Writers often use a combination of these styles within one book, but it's important to pay attention to which style is most often used throughout a biography or autobiography because it helps us recognize how the author's style influences his or her purpose for writing that book. For instance, if Beyonce wanted to write an autobiography to persuade critics and skeptics to like her, then she may use an emotional style to heighten emotions in moments in which the media has attacked her, or when she struggled with her former girl group members. That might cause readers to feel bad for her and better understand how she was feeling and why.

Analyzing the diction means to analyze the choice of words and phrases used. Some authors tend to write with a more simplistic vocabulary, while others use more advanced words to sound more serious or formal. In some autobiographies or biographies, more old or archaic words are used that might not be used today but can give a feel for the time and place.

Connotative words, or words associated with certain positive or negative emotions, can also be used, such as when an emotional style is being used. For instance, confident and egotistical have very different connotations. Some autobiographies or biographies tend to use technical or scientific words, while others may be written more casually using slang. A biography about Martin Luther King Jr. would most likely use terms related to the civil rights movement to educate readers and sound reliable. Chances are, if it contained slang terms like 'cool' or 'rad' it would not be taken seriously.

The tone is the general attitude that a piece of writing has. Some autobiographies and biographies are written with a humorous tone, while others might be reflective, solemn, or respectful. The tone can also change within the book. Recognizing the tone helps us see how the author's attitude shapes what facts and examples are included to persuade, entertain, or inform us.

Analyzing Keller's Autobiography

The Story of My Life by Helen Keller is an autobiography of Keller's early life, since she was in her twenties when she wrote it. It primarily focuses on her work with teacher Anne Sullivan of the Perkins Institute for the Blind.
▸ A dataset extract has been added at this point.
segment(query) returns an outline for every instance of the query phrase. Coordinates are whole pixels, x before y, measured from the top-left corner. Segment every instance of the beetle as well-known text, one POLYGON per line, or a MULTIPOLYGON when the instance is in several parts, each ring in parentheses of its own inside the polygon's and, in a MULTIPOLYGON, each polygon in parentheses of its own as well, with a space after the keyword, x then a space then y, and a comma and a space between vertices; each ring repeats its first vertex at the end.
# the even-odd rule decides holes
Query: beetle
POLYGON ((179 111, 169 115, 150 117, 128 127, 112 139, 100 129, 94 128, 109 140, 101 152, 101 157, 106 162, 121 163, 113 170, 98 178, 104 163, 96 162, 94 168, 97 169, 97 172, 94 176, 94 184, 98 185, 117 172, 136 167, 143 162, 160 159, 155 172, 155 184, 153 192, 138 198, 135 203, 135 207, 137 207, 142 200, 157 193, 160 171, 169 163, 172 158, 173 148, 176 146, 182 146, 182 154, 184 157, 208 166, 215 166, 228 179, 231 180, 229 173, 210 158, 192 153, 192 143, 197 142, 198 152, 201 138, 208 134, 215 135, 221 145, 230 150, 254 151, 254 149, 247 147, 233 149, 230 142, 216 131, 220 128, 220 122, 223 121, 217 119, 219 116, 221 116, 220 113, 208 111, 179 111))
Were it not for Miss Sullivan, Keller probably would not have become such an accomplished, college-educated adult who inspired so many people. Keller was born in the late 1800s when people with disabilities were often institutionalized and not even seen as intelligent. In light of Keller's challenges, she could have easily written her autobiography in an emotional style with a self-pitying tone, providing facts about all she will never be able to see or hear to evoke emotions in her readers. But instead, she writes in a tone of joy and emphasizes her love of language and learning through anecdotes.

Here's an excerpt that describes when Helen Keller first met Miss Sullivan:

'I felt approaching footsteps. I stretched out my hand as I supposed to my mother. Someone took it, and I was caught up and held close in the arms of her who had come to reveal all things to me, and, more than all things else, to love me.'

There are some key words and phrases to note here. Keller wrote that she felt approaching footsteps since she could not hear them. She doesn't simply write that she thought it was her mother approaching her. She specifically says she stretched out her hand. Keller also avoids using Miss Sullivan's name and refers to her as someone and says Miss Sullivan came to reveal all things to her and above all else to love her. Keller's careful use of diction helps her paint a vivid picture of this moment, which points to her descriptive style. The last sentence is written in an emotional style that conveys how Keller feels about Miss Sullivan and how grateful she was that Miss Sullivan came into her life.

Though Keller's autobiography informs her readers about her experiences, it is clear she also wants to evoke emotion to persuade readers to feel as she did about people like Miss Sullivan. Had she simply wanted to educate readers about how they met, she would have stated facts about Miss Sullivan's background and teaching experiences and written in a linear narrative when exactly they met, how old they both were, etc., leaving out all emotion.